[Evogrid-dev] Current state and needs
Bruce Damer
bdamer at digitalspace.com
Fri Jul 23 04:22:52 UTC 2010
Great summary and progress Peter, perhaps you could send the request
for resources to John Graham?
Bruce
(on his iPhone)
On Jul 23, 2010, at 6:14 AM, Peter Newman
<peter.newman at digitalspace.com> wrote:
> We now have all the branching algorithms we planned implemented.
> - heat goes up / down
> - bond breaking
> - washes
> - random charge changes
> - no change
>
> Currently these produce approximately 18 branches per simulation run
> completed. This number will increase as complexity increases, since
> each
> bond made is submitted as potentially broken.
>
> In my own "local" grid, of one simulator/analysis/branching machine
> and
> one web server (simulation manager), I've completed 5 jobs so far.
> Each
> takes approximately 7 hours, by my off the cuff estimation (25 seconds
> per loop, 1000 loops).
>
> We have currently implemented only one search function - number of
> molecules consisting of 2 or more atoms. We still intend to implement:
> - large molecules (even one of, chains, or things with lots of
> branches
> etc)
> - many types (lots of variety)
> - frequently occurring single type (doesn't care what type it is, but
> that it happens a lot)
> - look for two frequently occurring types
>
> Each of these searches runs as a separate search tree - referred to as
> an individual "experiment".
>
> We have discussed (off list) what can be used as a testing control for
> the EvoGrid system at large. We've considered having a no-branching
> experiment, but this really means the control would not match against
> the experiment. We've also considered halting the branching after a
> period of time, and simulating all the pending branches already added,
> but it occurs to me this would not really be ideal. It occured to me
> just now that we can implement a "search" that does all the same
> branching, but always returns 0 as a fitness value. This will make the
> system simply choose randomly from the available branches. This
> seems to
> me to be the fairest comparison, comparing an undirected branching
> tree
> against the directed branching trees.
>
> With this in mind, this means we would be running a minimum of 6
> experiments simultaneously. To give a good number of generations, and
> chances for back-tracking, we need a large number of simulations, with
> more always being better.
>
> If doing 100 simulations, 6 experiments, taking 7 hours of computer
> time
> each, we need 4200 hours of computer time. To give a scale to this,
> there is approximately 630 hours (26 days) until ALife12, where it
> would
> be good to be able to discuss actual results. While we can discuss
> results to date, longer search trees are obviously better. Note that
> if
> the simulation machine is shut down during a run, the simulation
> manager
> reports the simulation as a failure, assuming the simulator crashed
> before completing the 1000 frames of simulation. (This needs
> improving.)
> This prevents that branch being followed.
>
> My immediate goal is to implement the remaining search functions, then
> package this up into a distributable Debian package format. It is my
> hope that we will be able to get some donated computer time, on
> machines
> either running Debian, or virtual machines running on Windows hosts.

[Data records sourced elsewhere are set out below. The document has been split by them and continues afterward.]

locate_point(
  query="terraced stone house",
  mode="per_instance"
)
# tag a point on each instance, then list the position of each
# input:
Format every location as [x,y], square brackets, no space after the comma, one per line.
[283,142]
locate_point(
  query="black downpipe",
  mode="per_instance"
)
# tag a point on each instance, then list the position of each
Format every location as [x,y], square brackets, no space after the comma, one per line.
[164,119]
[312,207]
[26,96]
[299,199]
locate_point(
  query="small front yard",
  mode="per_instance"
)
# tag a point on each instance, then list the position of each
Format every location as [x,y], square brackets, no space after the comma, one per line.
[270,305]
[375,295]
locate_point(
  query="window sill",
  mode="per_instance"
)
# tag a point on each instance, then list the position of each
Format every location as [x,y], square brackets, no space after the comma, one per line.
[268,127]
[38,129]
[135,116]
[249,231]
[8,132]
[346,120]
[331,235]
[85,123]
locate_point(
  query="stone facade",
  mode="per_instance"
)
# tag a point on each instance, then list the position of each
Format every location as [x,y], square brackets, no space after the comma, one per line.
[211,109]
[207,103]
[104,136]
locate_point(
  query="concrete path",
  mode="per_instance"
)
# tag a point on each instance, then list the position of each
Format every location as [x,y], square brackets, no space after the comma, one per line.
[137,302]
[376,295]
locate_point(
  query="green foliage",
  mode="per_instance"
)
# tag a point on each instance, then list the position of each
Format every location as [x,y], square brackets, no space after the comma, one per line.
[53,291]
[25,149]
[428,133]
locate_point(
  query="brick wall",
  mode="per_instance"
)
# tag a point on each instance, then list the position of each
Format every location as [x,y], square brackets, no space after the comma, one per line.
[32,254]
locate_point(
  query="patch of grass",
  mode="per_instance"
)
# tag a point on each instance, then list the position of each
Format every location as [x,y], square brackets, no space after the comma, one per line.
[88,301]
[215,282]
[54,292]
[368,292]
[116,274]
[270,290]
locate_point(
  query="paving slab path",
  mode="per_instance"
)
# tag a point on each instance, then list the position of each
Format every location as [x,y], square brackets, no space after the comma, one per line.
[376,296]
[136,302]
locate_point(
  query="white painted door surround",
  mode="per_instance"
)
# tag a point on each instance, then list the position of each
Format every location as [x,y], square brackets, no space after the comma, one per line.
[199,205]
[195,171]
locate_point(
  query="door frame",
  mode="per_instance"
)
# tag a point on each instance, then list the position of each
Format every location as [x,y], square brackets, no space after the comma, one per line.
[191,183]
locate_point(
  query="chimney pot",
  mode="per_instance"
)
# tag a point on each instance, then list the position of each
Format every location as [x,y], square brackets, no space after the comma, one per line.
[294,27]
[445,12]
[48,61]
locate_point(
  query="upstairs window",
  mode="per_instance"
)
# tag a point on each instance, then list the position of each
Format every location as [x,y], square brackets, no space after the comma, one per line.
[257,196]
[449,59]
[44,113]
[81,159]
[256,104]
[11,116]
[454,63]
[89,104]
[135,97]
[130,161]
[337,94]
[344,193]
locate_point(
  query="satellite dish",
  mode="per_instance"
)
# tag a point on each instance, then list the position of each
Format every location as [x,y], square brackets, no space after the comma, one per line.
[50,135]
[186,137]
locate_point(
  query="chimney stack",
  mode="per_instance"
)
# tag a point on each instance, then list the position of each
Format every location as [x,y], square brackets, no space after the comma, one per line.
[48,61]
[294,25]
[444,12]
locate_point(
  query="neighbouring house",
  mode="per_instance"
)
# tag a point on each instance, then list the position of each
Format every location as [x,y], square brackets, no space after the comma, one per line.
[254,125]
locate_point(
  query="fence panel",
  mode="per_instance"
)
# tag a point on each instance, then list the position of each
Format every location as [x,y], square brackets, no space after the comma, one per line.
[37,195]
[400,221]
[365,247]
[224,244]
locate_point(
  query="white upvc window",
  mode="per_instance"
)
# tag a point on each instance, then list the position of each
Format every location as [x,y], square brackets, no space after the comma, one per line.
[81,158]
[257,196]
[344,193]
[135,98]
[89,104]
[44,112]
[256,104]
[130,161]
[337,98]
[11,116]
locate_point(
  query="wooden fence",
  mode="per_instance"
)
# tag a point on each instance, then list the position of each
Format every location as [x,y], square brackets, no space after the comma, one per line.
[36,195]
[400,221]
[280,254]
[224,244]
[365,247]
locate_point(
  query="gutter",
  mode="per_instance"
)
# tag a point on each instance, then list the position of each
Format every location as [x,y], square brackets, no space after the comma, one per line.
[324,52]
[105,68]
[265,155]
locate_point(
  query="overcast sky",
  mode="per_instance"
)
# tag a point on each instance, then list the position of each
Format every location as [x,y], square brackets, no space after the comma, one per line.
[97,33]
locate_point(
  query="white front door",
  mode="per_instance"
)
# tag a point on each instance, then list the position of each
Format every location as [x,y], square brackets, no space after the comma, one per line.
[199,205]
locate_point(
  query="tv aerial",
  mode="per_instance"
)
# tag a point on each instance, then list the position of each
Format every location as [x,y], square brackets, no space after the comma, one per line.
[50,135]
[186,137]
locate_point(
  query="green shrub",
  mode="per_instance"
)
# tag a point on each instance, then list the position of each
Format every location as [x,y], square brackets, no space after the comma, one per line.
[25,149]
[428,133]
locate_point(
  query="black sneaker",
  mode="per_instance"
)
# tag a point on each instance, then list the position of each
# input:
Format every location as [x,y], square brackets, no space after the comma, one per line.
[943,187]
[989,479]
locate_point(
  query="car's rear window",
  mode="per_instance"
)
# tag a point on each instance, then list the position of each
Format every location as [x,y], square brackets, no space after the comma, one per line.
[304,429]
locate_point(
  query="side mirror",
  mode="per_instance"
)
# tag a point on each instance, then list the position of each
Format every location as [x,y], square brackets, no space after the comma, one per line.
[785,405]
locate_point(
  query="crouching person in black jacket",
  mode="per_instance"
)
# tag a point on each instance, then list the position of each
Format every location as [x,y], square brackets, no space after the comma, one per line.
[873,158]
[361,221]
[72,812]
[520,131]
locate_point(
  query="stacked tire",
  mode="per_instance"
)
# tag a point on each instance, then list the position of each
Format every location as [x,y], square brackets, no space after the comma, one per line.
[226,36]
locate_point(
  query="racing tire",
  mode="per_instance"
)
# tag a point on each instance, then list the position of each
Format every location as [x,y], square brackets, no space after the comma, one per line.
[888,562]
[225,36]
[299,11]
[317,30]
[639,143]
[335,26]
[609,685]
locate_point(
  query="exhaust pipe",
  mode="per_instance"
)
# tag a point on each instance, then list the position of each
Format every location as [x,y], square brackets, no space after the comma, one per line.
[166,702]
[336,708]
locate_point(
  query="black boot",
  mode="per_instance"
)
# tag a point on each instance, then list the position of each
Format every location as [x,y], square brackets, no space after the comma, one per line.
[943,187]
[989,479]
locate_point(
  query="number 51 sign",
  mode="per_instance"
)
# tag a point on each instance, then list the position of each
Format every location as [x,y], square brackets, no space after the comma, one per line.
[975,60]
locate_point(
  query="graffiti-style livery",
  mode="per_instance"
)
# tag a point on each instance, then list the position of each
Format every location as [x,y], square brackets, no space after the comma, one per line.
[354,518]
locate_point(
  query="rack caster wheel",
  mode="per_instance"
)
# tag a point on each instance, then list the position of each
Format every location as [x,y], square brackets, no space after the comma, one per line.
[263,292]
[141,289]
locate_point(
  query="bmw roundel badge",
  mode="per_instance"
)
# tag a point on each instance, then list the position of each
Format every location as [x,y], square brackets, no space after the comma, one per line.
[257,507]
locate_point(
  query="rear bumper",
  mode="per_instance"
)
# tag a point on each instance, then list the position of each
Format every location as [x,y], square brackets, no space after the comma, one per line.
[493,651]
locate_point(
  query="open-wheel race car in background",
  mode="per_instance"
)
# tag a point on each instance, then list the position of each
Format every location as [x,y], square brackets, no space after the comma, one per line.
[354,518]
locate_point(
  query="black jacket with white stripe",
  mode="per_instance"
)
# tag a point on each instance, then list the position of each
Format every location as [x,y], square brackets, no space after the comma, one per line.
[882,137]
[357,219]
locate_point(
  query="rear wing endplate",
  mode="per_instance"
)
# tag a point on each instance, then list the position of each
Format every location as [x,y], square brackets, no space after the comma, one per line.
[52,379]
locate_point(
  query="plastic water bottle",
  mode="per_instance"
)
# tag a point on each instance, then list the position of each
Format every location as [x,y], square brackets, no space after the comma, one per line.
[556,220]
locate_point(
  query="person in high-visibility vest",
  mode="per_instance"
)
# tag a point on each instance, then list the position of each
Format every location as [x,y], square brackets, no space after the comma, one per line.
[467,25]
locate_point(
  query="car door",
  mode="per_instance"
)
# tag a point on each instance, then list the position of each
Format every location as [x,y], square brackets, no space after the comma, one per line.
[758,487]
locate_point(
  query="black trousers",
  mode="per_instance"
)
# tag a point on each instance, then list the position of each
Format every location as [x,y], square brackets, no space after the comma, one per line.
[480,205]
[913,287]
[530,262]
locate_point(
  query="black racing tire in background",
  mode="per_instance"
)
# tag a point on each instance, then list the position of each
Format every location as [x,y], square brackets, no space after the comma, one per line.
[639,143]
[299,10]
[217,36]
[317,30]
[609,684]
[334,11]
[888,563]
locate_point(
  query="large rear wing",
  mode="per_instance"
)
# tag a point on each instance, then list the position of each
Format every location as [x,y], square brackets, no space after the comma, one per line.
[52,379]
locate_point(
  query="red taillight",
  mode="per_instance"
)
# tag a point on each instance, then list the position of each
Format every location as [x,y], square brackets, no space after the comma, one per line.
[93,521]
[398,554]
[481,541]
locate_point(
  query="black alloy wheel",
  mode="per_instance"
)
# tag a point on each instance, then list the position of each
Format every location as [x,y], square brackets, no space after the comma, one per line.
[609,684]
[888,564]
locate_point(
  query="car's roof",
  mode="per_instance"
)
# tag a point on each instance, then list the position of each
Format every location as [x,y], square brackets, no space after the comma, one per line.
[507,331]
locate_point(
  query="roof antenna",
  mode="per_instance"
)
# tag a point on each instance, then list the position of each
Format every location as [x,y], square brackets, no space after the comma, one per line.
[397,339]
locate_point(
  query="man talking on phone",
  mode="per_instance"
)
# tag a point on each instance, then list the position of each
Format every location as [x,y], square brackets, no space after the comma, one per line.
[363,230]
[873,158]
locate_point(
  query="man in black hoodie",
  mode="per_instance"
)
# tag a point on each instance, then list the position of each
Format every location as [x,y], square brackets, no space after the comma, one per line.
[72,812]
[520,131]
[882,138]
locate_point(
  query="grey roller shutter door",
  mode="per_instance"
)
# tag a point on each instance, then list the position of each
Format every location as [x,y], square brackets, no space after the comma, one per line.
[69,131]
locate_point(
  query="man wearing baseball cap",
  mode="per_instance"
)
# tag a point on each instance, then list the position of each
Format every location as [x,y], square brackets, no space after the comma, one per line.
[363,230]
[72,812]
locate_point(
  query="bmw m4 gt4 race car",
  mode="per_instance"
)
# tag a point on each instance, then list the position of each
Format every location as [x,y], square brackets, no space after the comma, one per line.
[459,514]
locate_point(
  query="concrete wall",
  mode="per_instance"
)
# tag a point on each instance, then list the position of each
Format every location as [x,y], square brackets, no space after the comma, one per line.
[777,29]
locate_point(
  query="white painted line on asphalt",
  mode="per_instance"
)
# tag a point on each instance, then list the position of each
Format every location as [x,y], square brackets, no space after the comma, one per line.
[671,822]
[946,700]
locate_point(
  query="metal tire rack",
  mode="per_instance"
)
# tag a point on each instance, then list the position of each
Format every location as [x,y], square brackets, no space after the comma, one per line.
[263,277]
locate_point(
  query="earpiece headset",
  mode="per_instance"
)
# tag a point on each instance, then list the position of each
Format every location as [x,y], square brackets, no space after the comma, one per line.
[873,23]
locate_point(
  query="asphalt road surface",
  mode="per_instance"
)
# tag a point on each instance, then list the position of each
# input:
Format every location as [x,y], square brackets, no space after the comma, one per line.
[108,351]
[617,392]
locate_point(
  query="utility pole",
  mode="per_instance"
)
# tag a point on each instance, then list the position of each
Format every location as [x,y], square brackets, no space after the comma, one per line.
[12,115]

> However, before this should be distributed, we will need a central
> internet-based simulation manager. Splitting this off into separate
> mini-grids will fragment the simulation hours, as well as the stored
> results. The simulation manager is a straight forward PHP/MySQL
> system,
> but will need bandwidth and storage for the simulation histories.
> Using
> the above numbers of 100 simulations for 6 experiments, and the data
> already produced, I estimate approximately 41GB of storage will be
> required for histories alone. (The system supports this being
> compressed
> by approximately 50% for storage, but does not currently do it
> automatically.)
>
> So, there's the current state and needs laid out on the table.